Humans have a hard time adapting to a fast exponential growth over a timescale of years, especially in academia which is used to traditional practices shaped by centuries of slow changes. My own Harvard University added a small number of courses for how to use artificial intelligence (AI) in studies and research, but has yet to adapt intellectually to the full impact that AI will have on scholarship.

Mentoring students who employ AI for literature search and paper writing is challenging. Last summer I reviewed a paper drafted by a student and found hallucinated references and scientific statements. It was easy for me to spot them because I am thoroughly versed with the scientific literature in astrophysics after forty years of practice. But I also wonder how many non-existing references and incorrect statements are currently being published in scientific journals because the referees are fooled by hallucinating AI?

In the latest meeting of my research group, we discussed how quickly human inferences will be dominated by input from AI systems. Within a few years, humans might be manipulated by AI far more effectively than they were influenced by social media until now.

Forty years ago, the ability to code defined a precious skill set for a substantial fraction of the scientific community. Numerical simulations bridged between first principles and experimental data when dealing with complex systems that do not adhere to simple analytic models. Reproducing the experimental results with computer codes that solve the fundamental equations provides new insights into the underlying processes and demonstrates that no new physics is required.

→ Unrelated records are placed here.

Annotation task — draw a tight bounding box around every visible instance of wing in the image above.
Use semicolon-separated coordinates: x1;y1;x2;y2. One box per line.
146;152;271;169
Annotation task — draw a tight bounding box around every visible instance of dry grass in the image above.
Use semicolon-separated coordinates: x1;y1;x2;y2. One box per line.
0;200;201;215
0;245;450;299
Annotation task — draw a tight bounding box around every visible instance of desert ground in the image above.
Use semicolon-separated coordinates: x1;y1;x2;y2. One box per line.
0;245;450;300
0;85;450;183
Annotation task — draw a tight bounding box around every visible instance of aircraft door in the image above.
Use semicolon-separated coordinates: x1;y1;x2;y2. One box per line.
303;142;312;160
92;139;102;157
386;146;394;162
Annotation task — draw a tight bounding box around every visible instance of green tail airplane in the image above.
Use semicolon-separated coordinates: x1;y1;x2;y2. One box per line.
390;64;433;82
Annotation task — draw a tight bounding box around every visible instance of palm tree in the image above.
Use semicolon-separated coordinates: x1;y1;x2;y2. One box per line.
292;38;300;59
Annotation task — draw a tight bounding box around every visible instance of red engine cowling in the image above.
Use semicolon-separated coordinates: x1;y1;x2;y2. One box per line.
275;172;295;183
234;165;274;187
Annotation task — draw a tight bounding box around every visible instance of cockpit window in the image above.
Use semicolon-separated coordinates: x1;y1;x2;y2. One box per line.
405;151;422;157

At a conference held six months ago in celebration of the 20th anniversary of the Institute for Theory & Computation for which I serve as director, a world renowned code developer noted that the number of lines in state-of-the-art cosmological codes grew from a few hundred lines to tens of thousands of lines, making it difficult for a single code developer like himself to write bigger and better codes in the coming years. During the Q&A session, I pointed out the historic analogy with the concern about horse manure filling the streets of London over a century ago. At the end of the 19th century, there were more than eleven thousand hansom cabs and several thousand horse-drawn buses — each needing twelve horses per day, making a total of over fifty thousand horses transporting people around London. Each horse produced about ten kilograms of manure per day. In 1894, The Times newspaper predicted… “In 50 years, every street in London will be buried under nine feet of manure.” However, the invention of cars at affordable prices by Henry Ford resolved this problem in less than two decades. Another historic example involves the limited landline phone service in Bulgaria towards the end of the 20th century. At that time, it was estimated that the installation of phone poles to service all citizens might take 50 years. However, the widespread availability and affordability of cell phones replaced landlines and connected most citizens within a decade. Following these examples, I suggested that AI might replace cosmology code developers in the coming years. In reply to my suggestion, the speaker argued that current AI systems make a lot of coding mistakes and will not be reliable substitutes to code developers any time soon. Despite his absolute confidence, my personal forecast remains that current limitations in code development will disappear within a few years, making human code developers a relic of the past. The resistance to admit rapid changes is not unique to academia. After all, non-avian dinosaurs did not imagine their demise by the Chicxulub impactor sixty-six million years ago.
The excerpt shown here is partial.